Filhos
Não importa o quanto conscientemente saiba que meus filhos são do mundo, que nasceram para terem vidas próprias, que a vida é o destino natural deles, algo de mim, egoisticamente talvez, gostaria de tê-los sob minha proteção por todo o sempre que me fosse possível viver. O meu amor por eles, e o fato de ter me responsabilizado pelo preparo e pela educação deles, não me dá posse alguma sobre eles, não obstante algum desejo egoísta de que eles sempre estivessem por perto, entretanto meus filhos, são e serão meus filhos, sendo em verdade filhos da ânsia dinâmica do viver, esperando apenas ter conseguido ser um pai a altura da humanidade que eles precisam desabrochar. Uma coisa é certa, logo-logo chegará o dia em que eles alçarão voo frente ao desafiante mundo das suas próprias vidas, certamente, jornada esta que se iniciou em pleno desenvolvimento juvenil, e que tende a acontecer definitivamente em muito breve. Se acertei na educação, se consegui ser responsavelmente um tutor que eles mereceram no aprendizado e no respeito ao que é viver, eles alçarão este voo, saberão caminhar humanamente e com certeza, de alguma forma, carregarão em suas mentes a lembrança de pais que se doaram pela formação deles. O meu coração bate trêmulo de ansiedade pela possibilidade de que não os tenha preparado bem, mas independentemente de qualquer medo, a vida lhes grita para nela se lançarem, e eles terão de caminhar para ela, eles já caminham para ela.

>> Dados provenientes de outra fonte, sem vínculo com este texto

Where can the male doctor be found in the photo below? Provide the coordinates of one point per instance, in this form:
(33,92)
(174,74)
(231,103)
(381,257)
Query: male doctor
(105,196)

Sei que nada fiz esperando qualquer tipo de retorno, não investi em meus filhos para o meu futuro, investi nos meus filhos pelo presente vindouro de cada um deles, unicamente deles, deles para com o mundo, deles para com a sociedade deste mundo, deles para poderem ser elos de transformação desta sociedade, por isto não deveria temer que de mim se esqueçam, pois isto é parte do exercício de viver. Sei que não os terei para sempre, ou que os terei como parte das memórias e dos sentimentos que sou. Suas vidas terão trilhas e caminhos que sequer posso imaginar. Preocupa-me sim, o fato de que eles, na ânsia necessária do viver, do experimentar, e do realizar suas próprias jornadas de vida, possam esquecer-se de suas humanidades, possam se perder do verdadeiro amor, e possam assim se distanciar de alguma felicidade real, verdadeira e reconfortante, daquela felicidade que recarregará suas energias sempre que tropeços cheguem, ou sempre que algumas dificuldades, ou mesmo alguma dor cruzar os seus caminhos, daquela felicidade capaz de reconfortar, recompor e dignificar suas existências.
Sofro pela certa incapacidade de protegê-los da própria vida: isto é viver. Isto é realizarem suas vidas.
Tenho a certeza que ao meu modo, por mais perdido que o futuro possa me colocar, mesmo que seja atropelado por dificuldades, enquanto existir alguma consciência de meu ser, ou de meus seres, e alguma saúde mental, existirá em mim um amor sincero por eles.
Sei que sou muitos, e sei que sou complexo, mas uma coisa eu creio sinceramente, sou incapaz de conhecer em essência todos os seres que me compõem, mas todos eles, sem exceção, amam firmemente meus filhos, talvez por que seja biológico, talvez por que me comprometi de corpo e alma mental a prepara-los, talvez por que decidi construir por eles algo muito maior do que uma simples relação de pais e filhos.